What happened last week on Mt. Rainier

Mt. Rainier, shot from out my window as we flew in to Seattle.



The pace was too fast. I couldn’t breathe. I kept putting one foot in front of the other, careful not to catch my crampons on my boots and trip into a crevasse. My heart was racing, it was still pitch black and we were a long way from the top. I wasn’t ready for this. As I felt a wave of nausea coming on I took a deep pressure breath like they taught me. It has two parts, first a deep inhale filling your lungs, and then a fast sudden exhale- as if blowing out a candle. With each breath, the fresh new oxygen that filled my lungs kept the nausea and headache at bay. But how long could I keep this up? It was only a few hours into a very long night…

Three days earlier

We pulled into the RMI offices just after 2pm on a hot sunny Monday afternoon. We collected the rental gear we had ordered and checked in at our Wellspring cabin near the tiny town of Ashford. “Is there any place to buy groceries around here?” we asked the lady cleaning our cabin (who may have also been the owner.)

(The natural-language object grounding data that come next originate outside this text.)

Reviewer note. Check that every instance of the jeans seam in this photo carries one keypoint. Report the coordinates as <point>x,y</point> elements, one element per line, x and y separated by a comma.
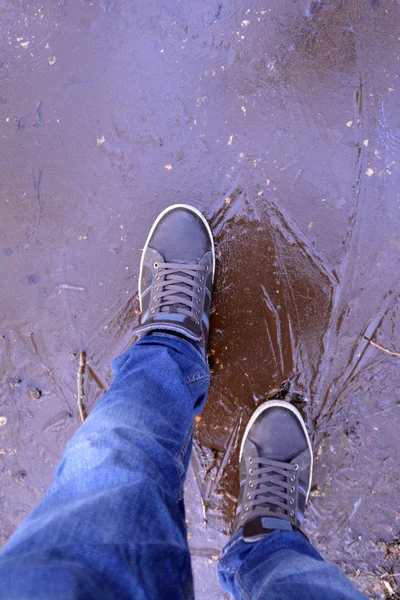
<point>179,458</point>
<point>197,376</point>
<point>243,591</point>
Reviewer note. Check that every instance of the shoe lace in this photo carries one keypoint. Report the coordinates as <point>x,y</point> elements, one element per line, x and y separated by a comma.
<point>179,285</point>
<point>272,488</point>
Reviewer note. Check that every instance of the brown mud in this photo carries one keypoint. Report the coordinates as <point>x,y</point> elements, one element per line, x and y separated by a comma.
<point>278,119</point>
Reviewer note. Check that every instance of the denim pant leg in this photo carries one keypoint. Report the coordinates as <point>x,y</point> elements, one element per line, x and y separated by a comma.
<point>113,525</point>
<point>281,566</point>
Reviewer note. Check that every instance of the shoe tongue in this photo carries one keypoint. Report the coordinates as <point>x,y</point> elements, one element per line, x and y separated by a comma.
<point>174,308</point>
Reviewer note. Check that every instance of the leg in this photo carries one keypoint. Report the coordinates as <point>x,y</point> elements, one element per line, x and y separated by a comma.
<point>113,524</point>
<point>268,556</point>
<point>282,565</point>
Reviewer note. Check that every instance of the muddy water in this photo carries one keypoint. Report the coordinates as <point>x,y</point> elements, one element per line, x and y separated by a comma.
<point>279,120</point>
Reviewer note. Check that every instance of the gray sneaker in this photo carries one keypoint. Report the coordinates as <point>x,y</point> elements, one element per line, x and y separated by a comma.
<point>176,275</point>
<point>275,471</point>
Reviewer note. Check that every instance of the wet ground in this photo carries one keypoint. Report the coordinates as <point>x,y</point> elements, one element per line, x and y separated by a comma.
<point>279,120</point>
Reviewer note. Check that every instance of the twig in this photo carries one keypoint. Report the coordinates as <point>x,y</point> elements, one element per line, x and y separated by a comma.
<point>74,288</point>
<point>203,505</point>
<point>391,352</point>
<point>80,379</point>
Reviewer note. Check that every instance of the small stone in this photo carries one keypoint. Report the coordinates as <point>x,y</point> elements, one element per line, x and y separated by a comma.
<point>34,393</point>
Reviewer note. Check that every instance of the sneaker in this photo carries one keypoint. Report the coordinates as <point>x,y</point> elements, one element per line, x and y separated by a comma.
<point>275,471</point>
<point>176,275</point>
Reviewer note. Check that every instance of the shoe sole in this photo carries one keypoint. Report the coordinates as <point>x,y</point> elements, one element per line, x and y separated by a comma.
<point>156,222</point>
<point>282,404</point>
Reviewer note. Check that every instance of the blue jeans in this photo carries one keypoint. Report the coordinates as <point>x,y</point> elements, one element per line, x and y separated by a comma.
<point>113,523</point>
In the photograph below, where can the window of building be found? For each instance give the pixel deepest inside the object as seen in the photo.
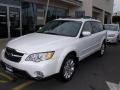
(28, 17)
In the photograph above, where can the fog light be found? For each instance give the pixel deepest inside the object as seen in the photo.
(39, 74)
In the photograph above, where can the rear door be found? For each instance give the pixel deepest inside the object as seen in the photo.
(98, 34)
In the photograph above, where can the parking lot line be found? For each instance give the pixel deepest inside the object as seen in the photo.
(21, 86)
(1, 81)
(6, 76)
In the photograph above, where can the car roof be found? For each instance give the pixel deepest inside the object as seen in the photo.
(112, 24)
(78, 19)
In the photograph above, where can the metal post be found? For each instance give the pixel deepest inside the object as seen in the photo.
(46, 12)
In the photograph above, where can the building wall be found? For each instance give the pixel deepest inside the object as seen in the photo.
(87, 7)
(106, 5)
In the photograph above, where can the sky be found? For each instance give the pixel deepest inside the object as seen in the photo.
(116, 5)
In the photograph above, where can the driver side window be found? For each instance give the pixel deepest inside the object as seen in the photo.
(87, 27)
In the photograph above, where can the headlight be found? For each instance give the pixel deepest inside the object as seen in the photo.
(37, 57)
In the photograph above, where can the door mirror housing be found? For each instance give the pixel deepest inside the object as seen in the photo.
(86, 33)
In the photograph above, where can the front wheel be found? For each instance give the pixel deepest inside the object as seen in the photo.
(68, 68)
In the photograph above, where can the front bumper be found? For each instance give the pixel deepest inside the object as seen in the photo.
(35, 70)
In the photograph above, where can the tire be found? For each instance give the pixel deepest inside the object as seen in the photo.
(68, 69)
(101, 52)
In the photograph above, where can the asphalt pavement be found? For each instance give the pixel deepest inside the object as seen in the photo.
(93, 73)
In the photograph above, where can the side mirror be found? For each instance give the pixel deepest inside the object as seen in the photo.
(40, 28)
(86, 33)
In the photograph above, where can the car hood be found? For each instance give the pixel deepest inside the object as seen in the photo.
(37, 42)
(109, 32)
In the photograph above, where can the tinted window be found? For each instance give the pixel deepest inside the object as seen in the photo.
(96, 27)
(111, 27)
(87, 27)
(60, 27)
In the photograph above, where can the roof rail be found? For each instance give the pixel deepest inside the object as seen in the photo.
(84, 17)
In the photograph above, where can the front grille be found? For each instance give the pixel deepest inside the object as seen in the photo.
(13, 55)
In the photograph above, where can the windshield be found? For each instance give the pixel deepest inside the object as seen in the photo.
(111, 27)
(61, 27)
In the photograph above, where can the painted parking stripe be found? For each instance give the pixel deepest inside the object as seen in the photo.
(21, 86)
(6, 76)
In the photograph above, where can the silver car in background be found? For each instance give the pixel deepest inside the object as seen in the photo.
(113, 33)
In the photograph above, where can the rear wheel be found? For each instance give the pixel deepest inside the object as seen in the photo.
(68, 68)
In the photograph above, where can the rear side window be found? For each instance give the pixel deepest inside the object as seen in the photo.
(96, 27)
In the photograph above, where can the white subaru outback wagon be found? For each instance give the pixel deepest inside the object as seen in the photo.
(55, 49)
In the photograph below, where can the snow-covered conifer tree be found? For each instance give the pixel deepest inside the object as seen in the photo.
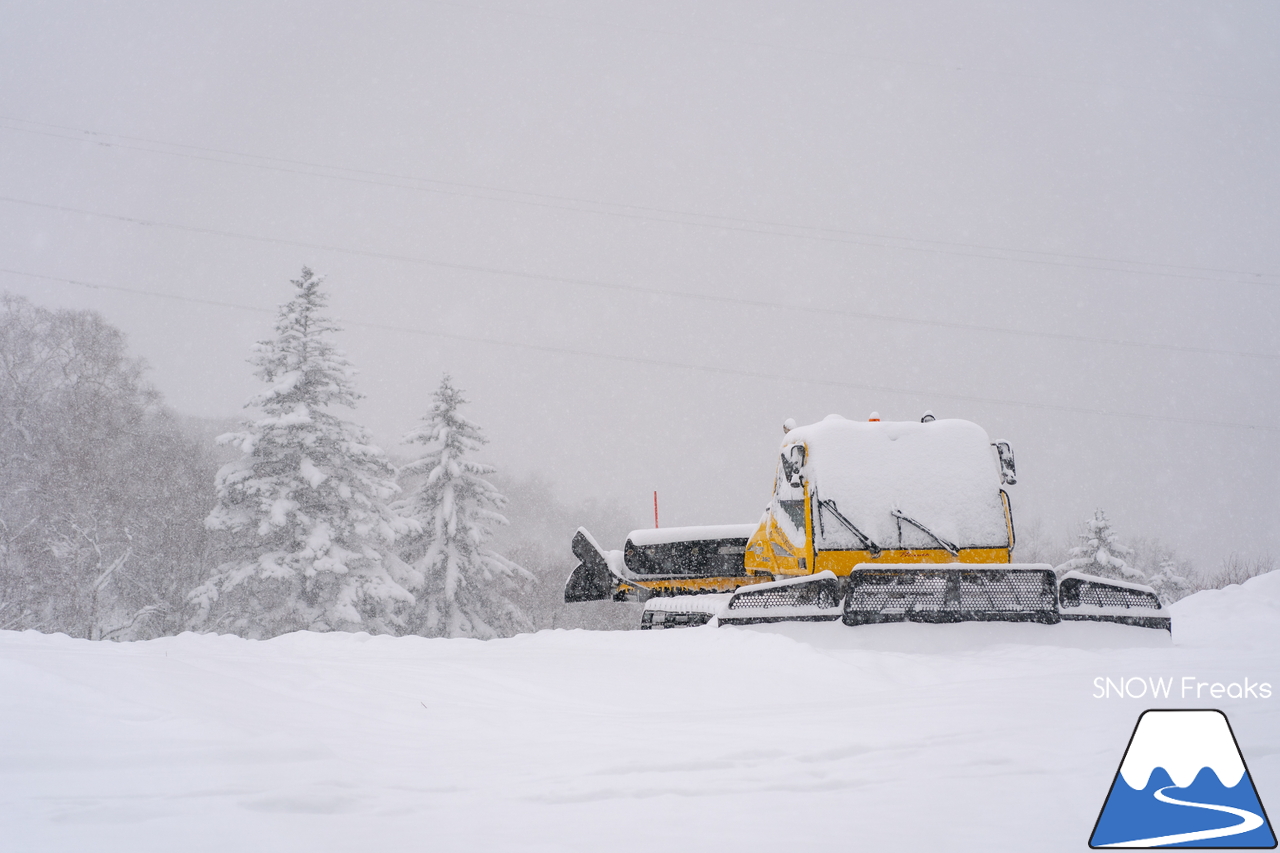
(1101, 553)
(305, 509)
(464, 588)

“You have two options, the Country Store just down the road or the gas station. I recommend the gas station, plus my sister works there.” After grabbing some gatorades, ear plugs and a few other necessities for the hike we headed back to RMI for our orientation.

We were welcomed by Casey, our guide. He was extremely personable and had arms that looked liked they belonged on a gymnast. If that wasn’t enough to set our minds at ease about the upcoming climb, the fact that he had summited Mt. Everest three times certainly didn’t hurt. We sat down on comfy leather couches (perhaps the last time I would be really comfortable in the next three days) and after brief introductions he started a slideshow to explain what we could expect the next few days.

Notice the overstuffed leather couches. Nothing like the rest of the trek.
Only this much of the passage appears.